Seçim ve sandık sahtekârlıklarına dair iddiaların ardı arkası kesilmiyor. Zira ekonomik yıkımın dip yapmasına, hiper enflasyonla, zamlarla pahalılığın katlanmasına, deprem bölgesine üç gün sonra ancak müdahale eden arama-kurtarma başarısızlığına rağmen Erdoğan’ın yüzde 52 oy çıkması çarpıklığının hiçbir mâkul izâhı yapılamıyor.
Öncelikle seçimde seçmen sayısının uyuşmaması, nüfus artışının seçmen artışından daha düşük kalması, bazı sandıklarda oy kullanan seçmenin seçmen sayısını aşması, milyonlarca üniversiteli seçmenin oy kullanamaması, ortalıkta gezen dört milyon seçmene dair belirsizlikler hâlâ karanlıkta.
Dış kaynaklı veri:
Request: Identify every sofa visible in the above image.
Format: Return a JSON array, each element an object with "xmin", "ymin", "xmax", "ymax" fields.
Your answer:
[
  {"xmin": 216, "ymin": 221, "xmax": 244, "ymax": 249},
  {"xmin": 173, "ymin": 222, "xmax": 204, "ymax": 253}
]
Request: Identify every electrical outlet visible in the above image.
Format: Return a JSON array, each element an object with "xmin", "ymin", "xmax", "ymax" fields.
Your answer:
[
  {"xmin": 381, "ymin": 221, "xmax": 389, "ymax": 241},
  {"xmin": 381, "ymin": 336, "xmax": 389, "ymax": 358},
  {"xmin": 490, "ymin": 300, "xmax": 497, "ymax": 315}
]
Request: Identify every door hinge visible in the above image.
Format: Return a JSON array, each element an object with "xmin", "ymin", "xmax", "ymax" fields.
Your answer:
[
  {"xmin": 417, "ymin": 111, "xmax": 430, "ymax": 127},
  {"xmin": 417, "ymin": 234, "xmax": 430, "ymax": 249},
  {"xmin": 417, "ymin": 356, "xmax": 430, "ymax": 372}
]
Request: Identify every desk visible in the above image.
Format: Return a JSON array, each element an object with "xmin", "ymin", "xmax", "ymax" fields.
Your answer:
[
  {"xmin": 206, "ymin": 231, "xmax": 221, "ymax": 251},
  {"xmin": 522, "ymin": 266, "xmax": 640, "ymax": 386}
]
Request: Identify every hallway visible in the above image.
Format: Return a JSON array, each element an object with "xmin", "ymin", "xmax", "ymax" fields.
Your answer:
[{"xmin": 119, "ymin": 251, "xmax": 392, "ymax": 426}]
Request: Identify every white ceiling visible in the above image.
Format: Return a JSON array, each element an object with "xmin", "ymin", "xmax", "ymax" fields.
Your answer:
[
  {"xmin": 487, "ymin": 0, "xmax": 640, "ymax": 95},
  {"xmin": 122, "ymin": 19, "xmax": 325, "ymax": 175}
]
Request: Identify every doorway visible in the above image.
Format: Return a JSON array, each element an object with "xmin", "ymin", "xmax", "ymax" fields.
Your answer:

Deprem bölgesindeki on bir ilde 4 milyonu bulan vatandaşın bölgeyi terk etmesine karşı 8.5 milyon kişinin -2018’deki seçimden fazla- oy kullanmasıyla seçmen sayısında hiçbir kaybın olmaması, üstelik katılımın artması istifhamları daha da derinleştiriyor.
Başta milyonlarca Suriyeli ve Afganlı olmak üzere geçici sığınmacıların arasından kaç yüz bin ya da kaç milyon sığınmacının “seçmen” yapılıp oy kullandırıldığına ilişkin muammaya mukabil hiç bir açıklama yapılmıyor.
Bu açıdan, içte ve dışta birçok bağımsız gözlemcinin tesbitiyle hiçbir ahlâkî değer ve kural tanımadan devlet imkânlarının hoyratça istimaliyle, 29 kanalın tepe tepe kullanılmasıyla medyanın partizanca tarafgir asparagaslarıyla, montajlanmış iftiralarla, her türlü baskı, tehdit ve şantajın dayatılmasıyla, milyonlarca sahte oyun atıldığına ilişkin şâyialarla 14-28 Mayıs seçimleri çok partili dönemin en âdil olmayan, en hileli ve şâibeli antidemokratik seçimi olarak kayıtlara geçiyor…
VAZİYET
“Neredeeen nereye!”
Mâlum Cumhurbaşkanı’nın “darbeci diktatör”, “zâlim ve katil” diye tahkir ettiği ve “asla bir araya gelmem” dediği Mısır Cumhurbaşkanı Sisi ile bir araya gelmesi siyasi iktidarın her yanlışına “gerekçeler” üreten “yandaş medya”da da şaşkınlıkla karşılanmıştı.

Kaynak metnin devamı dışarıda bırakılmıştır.